And I’m okay with characters who hurt each other equally. Sworn enemies like DAYS’ Nicole and EJ, or BTVS’ Buffy and Spike constantly one-upping each other is totally up my alley. I love the banter, the snark and the fact that they can match each other. That’s why the season six episode of BTVS, “Seeing Red,” made me so unbelievably angry. The writing had Buffy get hurt in some ridiculously heavy-handed way so that she would suddenly be vulnerable, and Spike would gain the physical upper hand. It was gratuitous, painting him as the would-be rapist when he’d never attempted something like that with her before. And just a few episodes before that, Buffy beat the ever-loving tar out of him; it wasn’t couched as abusing one’s partner, but as an example of Buffy’s continued downward spiral.
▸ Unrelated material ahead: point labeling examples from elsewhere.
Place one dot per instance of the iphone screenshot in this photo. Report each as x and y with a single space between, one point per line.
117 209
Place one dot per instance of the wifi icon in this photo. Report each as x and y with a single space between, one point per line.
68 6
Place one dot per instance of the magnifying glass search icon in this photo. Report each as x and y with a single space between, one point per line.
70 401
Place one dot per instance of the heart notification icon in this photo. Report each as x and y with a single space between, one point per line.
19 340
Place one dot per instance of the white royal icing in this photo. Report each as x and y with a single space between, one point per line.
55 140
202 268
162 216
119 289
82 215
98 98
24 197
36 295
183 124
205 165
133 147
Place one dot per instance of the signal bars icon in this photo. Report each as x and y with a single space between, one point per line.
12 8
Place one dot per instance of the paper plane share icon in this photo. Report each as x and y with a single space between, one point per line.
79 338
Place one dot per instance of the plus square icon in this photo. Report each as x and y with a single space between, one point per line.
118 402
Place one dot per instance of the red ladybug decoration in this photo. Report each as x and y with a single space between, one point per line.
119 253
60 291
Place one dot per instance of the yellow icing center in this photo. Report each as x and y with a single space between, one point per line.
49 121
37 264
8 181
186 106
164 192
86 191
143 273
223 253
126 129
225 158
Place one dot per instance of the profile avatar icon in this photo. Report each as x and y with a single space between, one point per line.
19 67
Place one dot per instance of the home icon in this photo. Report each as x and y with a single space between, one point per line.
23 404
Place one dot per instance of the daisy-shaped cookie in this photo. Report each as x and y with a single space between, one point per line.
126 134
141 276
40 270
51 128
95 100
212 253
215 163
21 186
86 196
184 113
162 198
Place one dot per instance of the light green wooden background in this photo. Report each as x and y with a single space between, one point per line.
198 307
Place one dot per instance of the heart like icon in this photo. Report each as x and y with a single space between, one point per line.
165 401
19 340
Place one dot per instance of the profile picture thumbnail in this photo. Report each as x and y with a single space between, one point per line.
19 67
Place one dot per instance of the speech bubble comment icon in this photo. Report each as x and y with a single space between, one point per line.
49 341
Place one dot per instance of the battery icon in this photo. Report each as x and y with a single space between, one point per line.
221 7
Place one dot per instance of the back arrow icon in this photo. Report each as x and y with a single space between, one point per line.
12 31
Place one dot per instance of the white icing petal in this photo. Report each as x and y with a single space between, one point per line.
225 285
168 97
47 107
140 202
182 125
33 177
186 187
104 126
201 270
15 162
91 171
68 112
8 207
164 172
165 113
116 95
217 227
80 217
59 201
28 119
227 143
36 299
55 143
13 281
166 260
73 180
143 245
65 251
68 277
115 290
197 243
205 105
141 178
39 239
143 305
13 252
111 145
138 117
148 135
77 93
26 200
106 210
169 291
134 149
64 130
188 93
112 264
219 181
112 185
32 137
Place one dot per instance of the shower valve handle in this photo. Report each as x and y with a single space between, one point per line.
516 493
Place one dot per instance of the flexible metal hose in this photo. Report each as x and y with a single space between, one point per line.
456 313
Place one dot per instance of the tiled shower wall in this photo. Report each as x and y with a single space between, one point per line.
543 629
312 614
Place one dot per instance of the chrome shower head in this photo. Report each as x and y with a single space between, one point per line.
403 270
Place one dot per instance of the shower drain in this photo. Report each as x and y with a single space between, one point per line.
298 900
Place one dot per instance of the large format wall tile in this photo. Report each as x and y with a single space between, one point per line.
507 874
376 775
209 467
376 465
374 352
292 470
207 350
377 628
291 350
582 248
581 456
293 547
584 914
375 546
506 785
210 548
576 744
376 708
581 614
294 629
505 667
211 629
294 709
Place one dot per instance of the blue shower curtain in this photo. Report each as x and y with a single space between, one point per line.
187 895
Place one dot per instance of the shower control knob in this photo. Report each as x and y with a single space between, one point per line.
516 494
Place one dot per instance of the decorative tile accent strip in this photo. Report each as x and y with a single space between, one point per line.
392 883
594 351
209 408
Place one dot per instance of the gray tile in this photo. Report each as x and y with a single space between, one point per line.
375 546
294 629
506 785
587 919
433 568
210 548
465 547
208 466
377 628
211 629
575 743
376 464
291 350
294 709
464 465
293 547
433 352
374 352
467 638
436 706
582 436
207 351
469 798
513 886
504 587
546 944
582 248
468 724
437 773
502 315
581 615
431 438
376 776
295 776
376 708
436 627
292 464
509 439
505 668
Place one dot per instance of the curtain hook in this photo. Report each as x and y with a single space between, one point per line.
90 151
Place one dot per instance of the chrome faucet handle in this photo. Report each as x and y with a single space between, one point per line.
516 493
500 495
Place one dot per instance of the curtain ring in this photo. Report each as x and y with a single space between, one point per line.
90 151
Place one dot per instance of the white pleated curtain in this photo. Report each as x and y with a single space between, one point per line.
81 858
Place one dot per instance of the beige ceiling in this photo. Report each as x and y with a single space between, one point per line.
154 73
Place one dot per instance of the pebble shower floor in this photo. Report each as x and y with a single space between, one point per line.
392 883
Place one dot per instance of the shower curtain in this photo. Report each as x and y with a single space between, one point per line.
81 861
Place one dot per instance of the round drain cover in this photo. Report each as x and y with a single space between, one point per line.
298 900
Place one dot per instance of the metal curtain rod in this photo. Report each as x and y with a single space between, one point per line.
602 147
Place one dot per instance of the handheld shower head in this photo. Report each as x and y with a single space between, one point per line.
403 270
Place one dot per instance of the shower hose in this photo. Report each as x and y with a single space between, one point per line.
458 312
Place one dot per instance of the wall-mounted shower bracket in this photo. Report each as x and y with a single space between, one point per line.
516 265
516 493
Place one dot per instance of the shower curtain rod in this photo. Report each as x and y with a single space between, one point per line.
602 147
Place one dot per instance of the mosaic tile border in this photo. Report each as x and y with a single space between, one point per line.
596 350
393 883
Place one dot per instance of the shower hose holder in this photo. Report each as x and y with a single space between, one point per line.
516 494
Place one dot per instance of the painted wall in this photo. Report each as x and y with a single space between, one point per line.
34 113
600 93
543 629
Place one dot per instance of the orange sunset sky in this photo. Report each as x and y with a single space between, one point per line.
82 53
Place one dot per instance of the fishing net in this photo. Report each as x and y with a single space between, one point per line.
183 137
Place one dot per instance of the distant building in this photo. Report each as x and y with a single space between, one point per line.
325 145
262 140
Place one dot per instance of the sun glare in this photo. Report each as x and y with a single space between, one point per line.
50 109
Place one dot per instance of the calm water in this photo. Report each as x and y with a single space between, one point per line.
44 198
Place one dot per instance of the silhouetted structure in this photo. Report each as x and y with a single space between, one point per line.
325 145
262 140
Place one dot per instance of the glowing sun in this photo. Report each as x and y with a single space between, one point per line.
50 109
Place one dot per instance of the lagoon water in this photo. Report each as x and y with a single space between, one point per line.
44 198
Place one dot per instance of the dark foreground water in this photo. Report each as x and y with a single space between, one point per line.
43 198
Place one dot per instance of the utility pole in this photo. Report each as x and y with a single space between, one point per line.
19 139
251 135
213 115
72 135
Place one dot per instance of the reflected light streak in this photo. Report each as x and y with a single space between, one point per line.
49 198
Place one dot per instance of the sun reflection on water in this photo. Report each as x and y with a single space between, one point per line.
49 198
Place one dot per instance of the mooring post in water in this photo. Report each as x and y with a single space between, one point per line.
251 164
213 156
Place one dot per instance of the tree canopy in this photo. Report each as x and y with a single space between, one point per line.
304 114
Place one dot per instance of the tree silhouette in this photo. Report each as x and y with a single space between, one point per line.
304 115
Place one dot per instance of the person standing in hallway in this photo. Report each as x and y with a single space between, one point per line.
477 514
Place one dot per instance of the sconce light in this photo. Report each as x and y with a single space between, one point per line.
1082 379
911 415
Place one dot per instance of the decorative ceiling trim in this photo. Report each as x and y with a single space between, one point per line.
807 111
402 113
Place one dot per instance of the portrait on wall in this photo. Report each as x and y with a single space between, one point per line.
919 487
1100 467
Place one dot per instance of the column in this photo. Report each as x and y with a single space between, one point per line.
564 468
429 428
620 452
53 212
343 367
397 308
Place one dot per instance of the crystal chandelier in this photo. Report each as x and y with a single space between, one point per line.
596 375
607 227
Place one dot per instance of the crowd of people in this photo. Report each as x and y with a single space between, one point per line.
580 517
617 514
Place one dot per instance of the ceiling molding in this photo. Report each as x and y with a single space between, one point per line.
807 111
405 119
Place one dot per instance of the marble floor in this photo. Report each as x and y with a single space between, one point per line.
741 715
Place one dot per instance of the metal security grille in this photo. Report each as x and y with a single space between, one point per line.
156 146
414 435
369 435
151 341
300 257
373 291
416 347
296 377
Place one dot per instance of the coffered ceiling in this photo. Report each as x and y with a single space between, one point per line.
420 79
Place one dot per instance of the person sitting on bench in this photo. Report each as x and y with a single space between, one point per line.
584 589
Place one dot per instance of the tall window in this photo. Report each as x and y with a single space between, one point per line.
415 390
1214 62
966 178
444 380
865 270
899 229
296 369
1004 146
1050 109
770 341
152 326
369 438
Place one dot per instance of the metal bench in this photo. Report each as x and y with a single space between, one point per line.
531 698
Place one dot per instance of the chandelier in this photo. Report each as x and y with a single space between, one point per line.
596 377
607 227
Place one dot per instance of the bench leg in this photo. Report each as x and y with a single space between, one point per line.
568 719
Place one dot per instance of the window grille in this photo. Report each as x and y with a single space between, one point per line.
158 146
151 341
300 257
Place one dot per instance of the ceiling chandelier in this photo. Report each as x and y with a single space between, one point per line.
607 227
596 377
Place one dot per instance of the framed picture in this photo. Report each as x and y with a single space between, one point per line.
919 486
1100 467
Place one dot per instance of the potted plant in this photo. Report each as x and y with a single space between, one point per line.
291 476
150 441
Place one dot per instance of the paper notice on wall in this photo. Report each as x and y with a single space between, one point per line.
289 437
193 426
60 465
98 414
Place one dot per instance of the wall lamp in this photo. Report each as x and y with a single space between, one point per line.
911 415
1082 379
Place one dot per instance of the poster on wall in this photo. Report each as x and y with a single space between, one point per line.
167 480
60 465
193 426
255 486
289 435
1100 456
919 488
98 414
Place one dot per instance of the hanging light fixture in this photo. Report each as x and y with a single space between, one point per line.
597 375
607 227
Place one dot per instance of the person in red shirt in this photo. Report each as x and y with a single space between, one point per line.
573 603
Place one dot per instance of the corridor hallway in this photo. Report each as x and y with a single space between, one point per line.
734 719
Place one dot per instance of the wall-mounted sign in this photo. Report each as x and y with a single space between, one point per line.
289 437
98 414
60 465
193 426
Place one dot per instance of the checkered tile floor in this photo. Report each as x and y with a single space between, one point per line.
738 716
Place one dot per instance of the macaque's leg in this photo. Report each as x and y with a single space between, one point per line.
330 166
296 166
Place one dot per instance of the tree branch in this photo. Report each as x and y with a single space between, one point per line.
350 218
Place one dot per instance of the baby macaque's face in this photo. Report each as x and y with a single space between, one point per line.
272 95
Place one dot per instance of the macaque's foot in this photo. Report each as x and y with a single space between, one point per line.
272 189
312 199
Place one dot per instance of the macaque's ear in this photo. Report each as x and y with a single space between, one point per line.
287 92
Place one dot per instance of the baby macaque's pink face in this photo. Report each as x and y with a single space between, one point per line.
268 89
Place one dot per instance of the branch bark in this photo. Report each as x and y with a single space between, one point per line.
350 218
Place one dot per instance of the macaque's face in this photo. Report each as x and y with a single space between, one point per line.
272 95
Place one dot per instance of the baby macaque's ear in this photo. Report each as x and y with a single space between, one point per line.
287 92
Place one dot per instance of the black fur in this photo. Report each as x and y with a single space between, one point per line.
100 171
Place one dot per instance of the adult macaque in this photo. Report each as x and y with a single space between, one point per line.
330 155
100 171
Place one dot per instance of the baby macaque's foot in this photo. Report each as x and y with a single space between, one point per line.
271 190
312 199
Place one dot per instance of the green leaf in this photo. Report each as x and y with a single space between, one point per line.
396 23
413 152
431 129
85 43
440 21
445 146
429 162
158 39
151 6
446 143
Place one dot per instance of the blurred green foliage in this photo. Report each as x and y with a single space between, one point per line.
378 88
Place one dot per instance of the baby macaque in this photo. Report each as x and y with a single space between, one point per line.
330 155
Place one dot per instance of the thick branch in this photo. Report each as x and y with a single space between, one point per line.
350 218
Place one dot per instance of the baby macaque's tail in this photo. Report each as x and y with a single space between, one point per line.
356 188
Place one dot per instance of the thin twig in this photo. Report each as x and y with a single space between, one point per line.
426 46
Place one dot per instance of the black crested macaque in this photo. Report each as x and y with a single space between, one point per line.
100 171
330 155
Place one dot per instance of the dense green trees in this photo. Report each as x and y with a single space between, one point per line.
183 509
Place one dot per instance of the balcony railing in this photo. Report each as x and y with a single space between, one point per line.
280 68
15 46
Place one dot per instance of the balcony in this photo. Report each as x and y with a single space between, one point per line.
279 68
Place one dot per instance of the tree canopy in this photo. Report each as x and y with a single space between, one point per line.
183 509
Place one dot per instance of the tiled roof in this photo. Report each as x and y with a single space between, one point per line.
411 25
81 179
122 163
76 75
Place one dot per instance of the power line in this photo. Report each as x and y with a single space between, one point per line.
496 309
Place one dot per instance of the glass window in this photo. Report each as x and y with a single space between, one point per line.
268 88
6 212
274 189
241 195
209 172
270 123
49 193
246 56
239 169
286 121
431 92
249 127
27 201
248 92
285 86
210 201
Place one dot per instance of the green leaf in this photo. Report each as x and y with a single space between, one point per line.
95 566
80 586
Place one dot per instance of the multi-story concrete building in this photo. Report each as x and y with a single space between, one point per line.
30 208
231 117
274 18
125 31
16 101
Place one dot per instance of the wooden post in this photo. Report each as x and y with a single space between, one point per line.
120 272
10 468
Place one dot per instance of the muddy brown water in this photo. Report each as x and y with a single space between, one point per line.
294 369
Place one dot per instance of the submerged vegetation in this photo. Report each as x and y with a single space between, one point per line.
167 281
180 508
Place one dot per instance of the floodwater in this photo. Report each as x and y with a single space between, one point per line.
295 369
I found the whole arc distasteful once they started playing with the power balance, you know? But Spike died for her, which was the ultimate in redemptive gestures. I just wish that Angel hadn’t bankrupted it by resurrecting the character. He should have stayed dead.
I am all about death being a logical end to an antagonist love story. See Guy of Gisborne, Marian and Robin from BBC’s Robin Hood. They were the most effed up non-threesome ever, with all three characters acting like various shades of asshole. And though Lucy Griffiths, Richard Armitage and Jonas Armstrong were great, by the end of the show I was glad for the “rocks fall, everybody dies” resolution.
I think what it comes down to is that I don’t like one party being the victim. The playing field has to be level. And if it’s not level, there has to be a really good reason for it.